Near the 50% point, comparing two people who differ by one inch in height, you'll expect a difference of **__** in the probability of being heavy.

# Linear transformations

In the regression from the previous exercise, suppose you replace height in inches by height in centimeters.
What would then be the intercept and slope?

# The algebra of logistic regression with one predictor

You are interested in how well the combined earnings of the parents in a child's family predicts high school graduation.
You are told that the probability a child graduates from high school is 27% for children whose parents earn no income and is 88% for clidren whose parents earn \\$60&thinsp;000.
Determine the logistic regression model that is consistent with this information.
For simplicity, you may want to assume that income is measured in units of \\$10&thinsp;000.

# Expressing a comparison of proportions as a logistic regression

A randomized experiment is performed within a survey, and 1000 people are contacted.
Half the people contactes are promised a \\$5 incentive to participate, and half are not promised and incentive.
The result is a 50% response rate among the treated group and 40% response rate among the control group.

## Fitting Logistic Regression

Set up these results as data in R.
From these data, fit a logistic regression of response on the treatment indicator.

## Comparing with Statistical Inference

Compare to the results from Exercise 4.1.

# Building a logistic regression model

The folder [Rodents](https://github.com/avehtari/ROS-Examples/tree/master/Rodents) contains data on rodents in a sample of New York City apartments.

In [17]:
filename <- 'data/Rodents/rodents.dat'

download_if_missing(filename, 'https://raw.githubusercontent.com/avehtari/ROS-Examples/master/Rodents/rodents.dat')

rodents <- read.table(filename)

# Fake-data simulation to evaluate a statistical procedure

When can we get away with fitting linear regression to binary data?
You will explore this question by simulating data from a logistic regression, then fitten a lienar regression, then looping this procedure to compute the coverate of the estimates.

## Simulation

You will be simulating indepentent binaty data, $y_i, i=1,\ldots,n$, from the model, ${\rm Pr}(y_i = 1) = {\rm logit}^{-1}(a + bx_i + \theta z_i$), where the $x_i$'s are drawn uniformly from the range (0, 100) and the $z_i$'s are randomly set to 0 or 1.
The "cover story" here is that $y$ represents passing or failing an exam, $x$ is the score on a pre-test, and $z$ is a treatment.

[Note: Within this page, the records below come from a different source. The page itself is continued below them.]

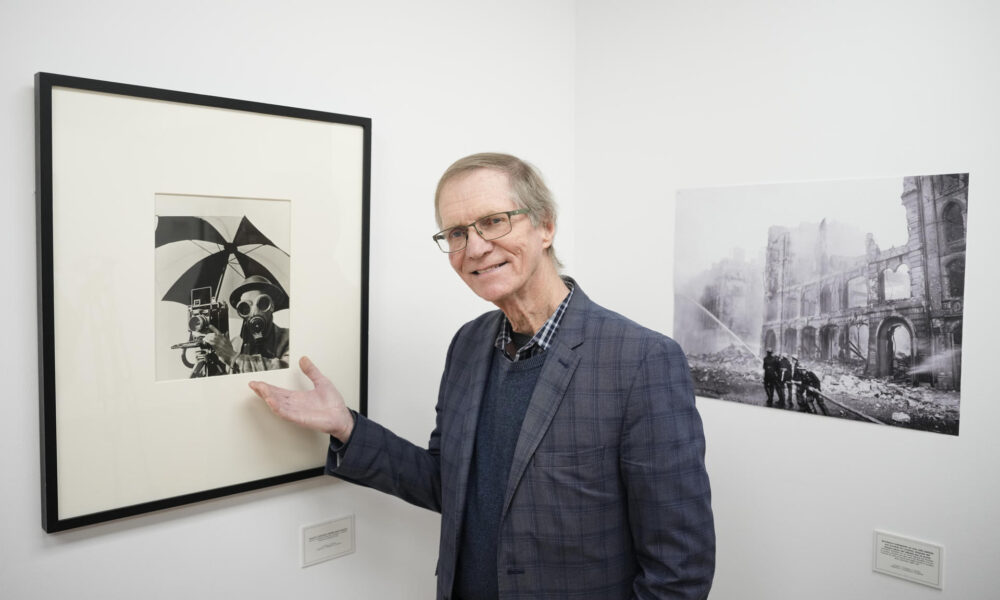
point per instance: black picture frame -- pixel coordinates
(102, 456)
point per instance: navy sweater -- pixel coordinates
(500, 416)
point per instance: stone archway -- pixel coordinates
(770, 340)
(828, 342)
(894, 347)
(808, 348)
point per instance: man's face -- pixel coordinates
(505, 268)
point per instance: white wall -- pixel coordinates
(672, 95)
(440, 79)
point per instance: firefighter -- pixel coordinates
(771, 379)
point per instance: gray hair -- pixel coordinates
(525, 181)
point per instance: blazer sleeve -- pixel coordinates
(663, 466)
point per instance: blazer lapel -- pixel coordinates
(479, 355)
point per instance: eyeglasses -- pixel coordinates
(489, 228)
(263, 303)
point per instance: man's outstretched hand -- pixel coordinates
(321, 408)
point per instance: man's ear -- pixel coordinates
(548, 233)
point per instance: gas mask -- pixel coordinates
(257, 310)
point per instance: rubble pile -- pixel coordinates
(735, 374)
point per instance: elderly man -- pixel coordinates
(263, 344)
(567, 459)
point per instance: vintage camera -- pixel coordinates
(204, 312)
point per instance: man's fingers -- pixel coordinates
(311, 371)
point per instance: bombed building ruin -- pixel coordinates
(896, 312)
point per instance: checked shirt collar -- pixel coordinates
(542, 339)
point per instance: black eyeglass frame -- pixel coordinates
(441, 237)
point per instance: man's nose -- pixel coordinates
(476, 245)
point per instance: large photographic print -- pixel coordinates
(188, 244)
(840, 299)
(222, 286)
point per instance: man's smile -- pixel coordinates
(491, 269)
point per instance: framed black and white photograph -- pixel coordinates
(834, 298)
(189, 244)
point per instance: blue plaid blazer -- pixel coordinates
(608, 497)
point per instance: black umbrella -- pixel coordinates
(196, 244)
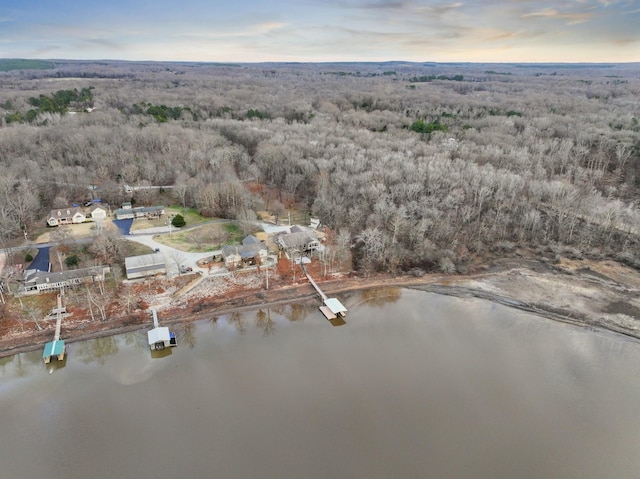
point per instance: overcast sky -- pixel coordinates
(323, 30)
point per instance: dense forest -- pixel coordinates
(413, 166)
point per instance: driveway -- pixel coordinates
(41, 261)
(173, 257)
(124, 225)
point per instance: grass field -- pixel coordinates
(190, 215)
(209, 237)
(8, 64)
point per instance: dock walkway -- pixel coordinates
(56, 347)
(332, 308)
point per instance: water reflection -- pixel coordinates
(380, 297)
(161, 353)
(56, 365)
(189, 338)
(470, 389)
(238, 320)
(265, 323)
(20, 365)
(98, 350)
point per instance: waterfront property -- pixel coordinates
(36, 281)
(160, 337)
(250, 251)
(66, 216)
(145, 265)
(55, 348)
(128, 212)
(332, 308)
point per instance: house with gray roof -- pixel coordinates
(245, 253)
(66, 216)
(36, 281)
(298, 240)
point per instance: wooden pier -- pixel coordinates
(56, 348)
(332, 308)
(160, 337)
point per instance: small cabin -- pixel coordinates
(160, 337)
(54, 348)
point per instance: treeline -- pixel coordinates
(58, 102)
(426, 177)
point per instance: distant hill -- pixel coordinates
(8, 64)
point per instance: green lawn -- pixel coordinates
(191, 218)
(204, 238)
(8, 64)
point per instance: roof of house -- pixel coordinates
(335, 306)
(98, 206)
(250, 240)
(139, 209)
(244, 250)
(53, 348)
(295, 240)
(36, 277)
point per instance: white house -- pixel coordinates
(66, 216)
(145, 265)
(99, 211)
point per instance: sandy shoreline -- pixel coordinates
(602, 295)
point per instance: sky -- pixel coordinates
(322, 30)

To do this simulation, you will need to set true values of $a$, $b$, and $\theta$. Choose $a$ and $b$ so that 60% of the students in the control group will pass the exam, with the probability of passing being 80% for students in the control group who scored 100 on the midterm.

Choose $\theta$ so that the average probability of passing increases by 10 percentage points under the treatment.

Report your values fo $a, b, \theta$ and explain your reasoning (including simulation code).
It's not enough just to guess.

## Fitting a linear regression

Simulate $n=50$ data points from you model, and then fit a linear regression of $y$ on $x$ and $z$.
Look at the estimate and standard error for the coefficient of $z$.
Does the true average treatment effect fall inside this interval?

## Coverage

Repeat you simulation 10&thinsp;000 times.
Compute the coverage of the normal-theory 50% and 95% intervals (that is, the estimates of ±0.67 and 1.96 standard errors).